Where do you want your job to take you in 2017?
By David Cox, SPHR, SHRM-SCP | January 05, 2017
The essence of a career is the opportunity to advance. If you have been working in a job for several years and have not advanced beyond your current level during this period, it could be an organizational issue. You may work for a family business in which most of those receiving significant promotions are family members. You may work for a company with few enough employees that there is simply no realistic opportunity for advancement.
In most cases, the reason an employee does not advance has more to do with the employee than the company. As such, the employee must take initiative to address their own deficiencies to advance or become very satisfied in the same job indefinitely. Consider the following actions you can take right now to begin your quest for advancement:
- Think about what you want from your career. If you’re just starting out, figure out what you like about your work and what you would rather be doing some day. Imagine where you’d like to see yourself in 2 years, 5 years, and 10 years. If you’ve been working for a while, reassess your career plans. Is this where you expected to be by now? If not, why haven’t you progressed to the level you wanted to achieve? What’s holding you back?

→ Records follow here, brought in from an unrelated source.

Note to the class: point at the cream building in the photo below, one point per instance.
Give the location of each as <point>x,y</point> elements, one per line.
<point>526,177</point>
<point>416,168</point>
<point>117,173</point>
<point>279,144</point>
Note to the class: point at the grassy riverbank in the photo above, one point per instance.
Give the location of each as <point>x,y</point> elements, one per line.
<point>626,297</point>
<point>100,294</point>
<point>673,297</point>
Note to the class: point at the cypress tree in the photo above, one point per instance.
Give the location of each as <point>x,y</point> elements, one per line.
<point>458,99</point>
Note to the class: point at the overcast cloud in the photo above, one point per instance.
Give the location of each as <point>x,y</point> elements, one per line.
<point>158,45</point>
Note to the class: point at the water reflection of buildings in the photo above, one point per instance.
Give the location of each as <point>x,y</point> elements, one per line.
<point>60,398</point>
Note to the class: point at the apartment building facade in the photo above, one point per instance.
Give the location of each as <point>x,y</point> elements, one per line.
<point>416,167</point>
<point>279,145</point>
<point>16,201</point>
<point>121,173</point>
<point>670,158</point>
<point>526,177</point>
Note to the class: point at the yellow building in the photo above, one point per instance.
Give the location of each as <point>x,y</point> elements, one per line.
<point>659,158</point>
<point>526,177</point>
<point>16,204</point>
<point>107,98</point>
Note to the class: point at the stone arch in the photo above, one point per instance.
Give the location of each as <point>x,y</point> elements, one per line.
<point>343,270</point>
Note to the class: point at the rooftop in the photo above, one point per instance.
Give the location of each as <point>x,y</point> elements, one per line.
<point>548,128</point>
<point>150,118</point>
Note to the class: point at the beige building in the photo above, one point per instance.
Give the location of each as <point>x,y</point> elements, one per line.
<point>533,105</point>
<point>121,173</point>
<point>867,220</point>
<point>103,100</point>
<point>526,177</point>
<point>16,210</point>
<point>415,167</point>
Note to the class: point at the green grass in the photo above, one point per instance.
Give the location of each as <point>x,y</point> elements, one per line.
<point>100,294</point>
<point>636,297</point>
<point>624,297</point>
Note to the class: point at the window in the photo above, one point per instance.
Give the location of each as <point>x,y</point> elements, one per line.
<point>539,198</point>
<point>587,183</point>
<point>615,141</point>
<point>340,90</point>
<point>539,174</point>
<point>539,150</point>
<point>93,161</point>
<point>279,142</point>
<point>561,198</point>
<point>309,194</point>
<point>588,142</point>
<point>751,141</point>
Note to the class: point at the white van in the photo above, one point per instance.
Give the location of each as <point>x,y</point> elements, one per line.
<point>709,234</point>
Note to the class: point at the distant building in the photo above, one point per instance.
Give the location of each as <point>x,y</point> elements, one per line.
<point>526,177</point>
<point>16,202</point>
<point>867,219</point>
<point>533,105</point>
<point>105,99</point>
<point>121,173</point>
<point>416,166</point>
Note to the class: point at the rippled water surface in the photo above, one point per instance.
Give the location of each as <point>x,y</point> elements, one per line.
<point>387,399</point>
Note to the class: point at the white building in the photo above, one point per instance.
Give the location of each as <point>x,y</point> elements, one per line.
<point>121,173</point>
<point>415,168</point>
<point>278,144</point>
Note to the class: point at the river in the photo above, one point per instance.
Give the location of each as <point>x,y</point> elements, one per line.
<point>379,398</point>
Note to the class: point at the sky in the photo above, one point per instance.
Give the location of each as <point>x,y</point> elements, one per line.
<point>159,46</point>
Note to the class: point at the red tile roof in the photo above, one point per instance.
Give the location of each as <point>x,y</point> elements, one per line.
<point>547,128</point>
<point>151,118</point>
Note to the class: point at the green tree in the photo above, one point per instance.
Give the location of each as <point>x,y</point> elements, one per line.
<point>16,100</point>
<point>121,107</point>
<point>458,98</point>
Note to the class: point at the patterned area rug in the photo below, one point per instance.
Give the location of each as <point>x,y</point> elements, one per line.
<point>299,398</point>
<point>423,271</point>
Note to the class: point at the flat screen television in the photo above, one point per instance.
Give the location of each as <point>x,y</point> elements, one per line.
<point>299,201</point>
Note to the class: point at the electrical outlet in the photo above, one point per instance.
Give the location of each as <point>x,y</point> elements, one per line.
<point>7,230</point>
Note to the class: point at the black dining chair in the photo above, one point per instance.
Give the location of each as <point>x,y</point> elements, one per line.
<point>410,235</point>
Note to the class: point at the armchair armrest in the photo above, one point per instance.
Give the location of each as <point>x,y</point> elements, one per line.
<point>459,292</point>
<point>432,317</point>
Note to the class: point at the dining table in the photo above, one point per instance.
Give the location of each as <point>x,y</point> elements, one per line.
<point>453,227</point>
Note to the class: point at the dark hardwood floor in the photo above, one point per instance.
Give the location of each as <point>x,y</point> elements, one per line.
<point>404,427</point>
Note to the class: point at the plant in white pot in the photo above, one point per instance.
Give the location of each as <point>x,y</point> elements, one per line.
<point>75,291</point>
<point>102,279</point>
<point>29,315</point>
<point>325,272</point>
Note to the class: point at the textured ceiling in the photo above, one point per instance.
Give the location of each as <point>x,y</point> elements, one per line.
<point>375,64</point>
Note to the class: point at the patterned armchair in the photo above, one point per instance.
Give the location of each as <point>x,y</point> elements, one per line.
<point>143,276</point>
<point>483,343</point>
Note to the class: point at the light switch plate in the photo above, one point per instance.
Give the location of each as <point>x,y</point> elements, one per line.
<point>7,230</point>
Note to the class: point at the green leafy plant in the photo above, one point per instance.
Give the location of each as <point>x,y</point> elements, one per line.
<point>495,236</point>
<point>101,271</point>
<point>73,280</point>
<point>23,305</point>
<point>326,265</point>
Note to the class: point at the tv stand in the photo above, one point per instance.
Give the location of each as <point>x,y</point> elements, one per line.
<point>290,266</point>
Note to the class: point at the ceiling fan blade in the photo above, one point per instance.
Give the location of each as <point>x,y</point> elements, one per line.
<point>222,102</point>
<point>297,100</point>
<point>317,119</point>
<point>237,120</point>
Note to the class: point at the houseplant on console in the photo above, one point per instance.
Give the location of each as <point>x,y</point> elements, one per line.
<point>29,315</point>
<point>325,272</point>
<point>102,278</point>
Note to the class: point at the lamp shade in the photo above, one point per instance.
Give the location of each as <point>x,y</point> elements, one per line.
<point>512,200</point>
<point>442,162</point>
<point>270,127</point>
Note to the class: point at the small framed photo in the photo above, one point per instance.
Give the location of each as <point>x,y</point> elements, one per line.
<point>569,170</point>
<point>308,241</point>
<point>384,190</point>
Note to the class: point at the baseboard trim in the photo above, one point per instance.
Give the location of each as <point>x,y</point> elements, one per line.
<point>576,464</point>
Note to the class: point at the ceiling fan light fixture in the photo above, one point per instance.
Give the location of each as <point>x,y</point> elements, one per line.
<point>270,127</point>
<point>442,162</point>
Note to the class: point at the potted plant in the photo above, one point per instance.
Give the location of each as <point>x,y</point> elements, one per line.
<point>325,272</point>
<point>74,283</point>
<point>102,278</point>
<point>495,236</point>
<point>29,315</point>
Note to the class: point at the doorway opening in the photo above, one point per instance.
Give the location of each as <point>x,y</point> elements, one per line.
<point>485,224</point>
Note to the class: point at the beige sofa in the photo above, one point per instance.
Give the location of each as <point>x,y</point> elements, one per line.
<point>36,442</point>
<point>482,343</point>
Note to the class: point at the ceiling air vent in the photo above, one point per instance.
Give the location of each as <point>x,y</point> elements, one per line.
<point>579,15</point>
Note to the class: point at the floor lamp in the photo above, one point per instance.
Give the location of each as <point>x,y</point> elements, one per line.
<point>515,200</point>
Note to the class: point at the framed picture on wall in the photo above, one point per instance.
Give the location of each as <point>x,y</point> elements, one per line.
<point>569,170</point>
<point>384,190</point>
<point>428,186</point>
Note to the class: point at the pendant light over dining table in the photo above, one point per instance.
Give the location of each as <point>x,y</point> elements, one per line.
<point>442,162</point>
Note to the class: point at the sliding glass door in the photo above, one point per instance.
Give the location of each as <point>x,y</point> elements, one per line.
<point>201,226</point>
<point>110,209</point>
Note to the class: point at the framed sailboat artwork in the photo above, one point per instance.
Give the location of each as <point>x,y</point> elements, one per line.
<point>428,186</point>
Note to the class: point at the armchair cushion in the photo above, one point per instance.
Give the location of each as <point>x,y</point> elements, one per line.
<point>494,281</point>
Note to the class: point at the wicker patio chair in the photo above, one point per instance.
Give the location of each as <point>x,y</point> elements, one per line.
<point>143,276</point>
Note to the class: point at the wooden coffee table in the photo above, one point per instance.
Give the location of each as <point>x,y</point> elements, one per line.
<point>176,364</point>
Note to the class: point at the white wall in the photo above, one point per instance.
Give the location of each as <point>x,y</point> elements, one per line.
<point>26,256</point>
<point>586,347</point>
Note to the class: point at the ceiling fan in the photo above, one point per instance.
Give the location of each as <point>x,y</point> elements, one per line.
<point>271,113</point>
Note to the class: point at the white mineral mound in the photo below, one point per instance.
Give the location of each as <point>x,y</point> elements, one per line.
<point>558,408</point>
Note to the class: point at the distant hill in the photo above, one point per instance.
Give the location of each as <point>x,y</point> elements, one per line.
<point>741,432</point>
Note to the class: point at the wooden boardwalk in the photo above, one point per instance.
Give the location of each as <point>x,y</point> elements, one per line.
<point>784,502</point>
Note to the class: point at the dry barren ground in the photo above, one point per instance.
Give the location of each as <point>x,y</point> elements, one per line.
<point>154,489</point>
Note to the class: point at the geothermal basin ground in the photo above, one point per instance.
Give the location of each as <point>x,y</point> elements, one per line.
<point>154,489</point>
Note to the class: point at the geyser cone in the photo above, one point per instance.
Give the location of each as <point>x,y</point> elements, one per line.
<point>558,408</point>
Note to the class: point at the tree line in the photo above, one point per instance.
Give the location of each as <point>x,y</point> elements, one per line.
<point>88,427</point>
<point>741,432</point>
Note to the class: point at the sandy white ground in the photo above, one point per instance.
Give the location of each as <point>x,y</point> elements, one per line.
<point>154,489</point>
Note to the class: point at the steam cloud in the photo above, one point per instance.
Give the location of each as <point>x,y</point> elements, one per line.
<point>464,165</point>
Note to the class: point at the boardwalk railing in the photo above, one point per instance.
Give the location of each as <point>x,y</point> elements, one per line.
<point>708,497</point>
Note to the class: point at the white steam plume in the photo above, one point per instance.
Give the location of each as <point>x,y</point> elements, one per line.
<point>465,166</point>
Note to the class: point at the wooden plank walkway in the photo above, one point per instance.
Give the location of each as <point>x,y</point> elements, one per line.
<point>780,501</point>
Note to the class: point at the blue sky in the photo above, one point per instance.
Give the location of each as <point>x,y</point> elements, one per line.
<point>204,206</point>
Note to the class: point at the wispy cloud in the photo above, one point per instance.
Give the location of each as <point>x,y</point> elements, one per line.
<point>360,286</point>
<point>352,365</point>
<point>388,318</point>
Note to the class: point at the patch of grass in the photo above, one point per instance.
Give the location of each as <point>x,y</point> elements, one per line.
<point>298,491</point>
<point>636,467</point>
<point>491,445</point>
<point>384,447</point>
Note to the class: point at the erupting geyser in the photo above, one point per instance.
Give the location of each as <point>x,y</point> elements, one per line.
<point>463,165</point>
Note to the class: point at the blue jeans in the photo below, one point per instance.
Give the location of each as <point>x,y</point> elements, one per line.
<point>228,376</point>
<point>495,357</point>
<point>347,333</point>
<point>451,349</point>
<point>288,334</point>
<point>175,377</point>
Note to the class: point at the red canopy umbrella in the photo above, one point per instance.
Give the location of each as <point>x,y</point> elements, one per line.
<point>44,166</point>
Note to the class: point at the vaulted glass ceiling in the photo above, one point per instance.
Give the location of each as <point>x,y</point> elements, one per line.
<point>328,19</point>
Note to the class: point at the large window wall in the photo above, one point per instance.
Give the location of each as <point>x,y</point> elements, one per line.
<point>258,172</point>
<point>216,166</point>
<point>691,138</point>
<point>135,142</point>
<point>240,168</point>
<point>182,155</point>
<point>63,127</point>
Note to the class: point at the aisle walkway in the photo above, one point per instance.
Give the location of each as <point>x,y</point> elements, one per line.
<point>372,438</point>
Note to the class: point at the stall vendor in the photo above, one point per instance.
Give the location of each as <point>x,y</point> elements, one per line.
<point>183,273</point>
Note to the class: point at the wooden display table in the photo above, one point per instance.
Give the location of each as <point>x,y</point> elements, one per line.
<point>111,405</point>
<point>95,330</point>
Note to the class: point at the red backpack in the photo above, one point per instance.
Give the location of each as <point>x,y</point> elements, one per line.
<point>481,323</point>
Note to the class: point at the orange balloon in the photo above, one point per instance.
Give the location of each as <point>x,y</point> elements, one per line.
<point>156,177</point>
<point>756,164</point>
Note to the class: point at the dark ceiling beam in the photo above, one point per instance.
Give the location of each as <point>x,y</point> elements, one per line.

- Learn new skills. New skills will often help you get on track for advancement. To get ahead in your career, you need to constantly learn new things to prepare you for the next step. Ask your supervisor how you can broaden your skills. Volunteer for jobs that will expand your work experience and give you the background to advance.
- Find a mentor. Look for someone in the organization who knows the job you want. Ask that person for advice and guidance about what steps you need to take to advance.
- Discover all you can about the organization. Get to know people in other departments; find out what they do and how their jobs interact with yours and others throughout the organization. The more you learn about what the company does, how it does it, and why, the more promotable you’ll become.
- Volunteer for special projects, teams, and committees. Getting involved in special projects with cross-departmental teams and committees is a good way to get to know people throughout the company. It’s also an excellent opportunity for others—especially people in the area where you want to work—to get to know you and see what you can do.
- Become the “go to” person for solutions and new ideas. Establish yourself as a problem solver and a resource for creative new ways to increase productivity, improve quality, and generally expand the effectiveness of your department and the company. Welcome change, and always be alert to the possibility that there’s a better way to do things.
- Improve your effectiveness in your current job. Even while you’re looking for opportunities for advancement, keep turning in a superior performance in the job you hold now. Don’t focus all your energy on tomorrow at the expense of doing a good job today.
If you want your job to be more than just a job, if you want to get ahead and earn promotions and more money, then you must think of your work in a broader perspective. You need to think about it as a career — one in which you have the power to grow and develop.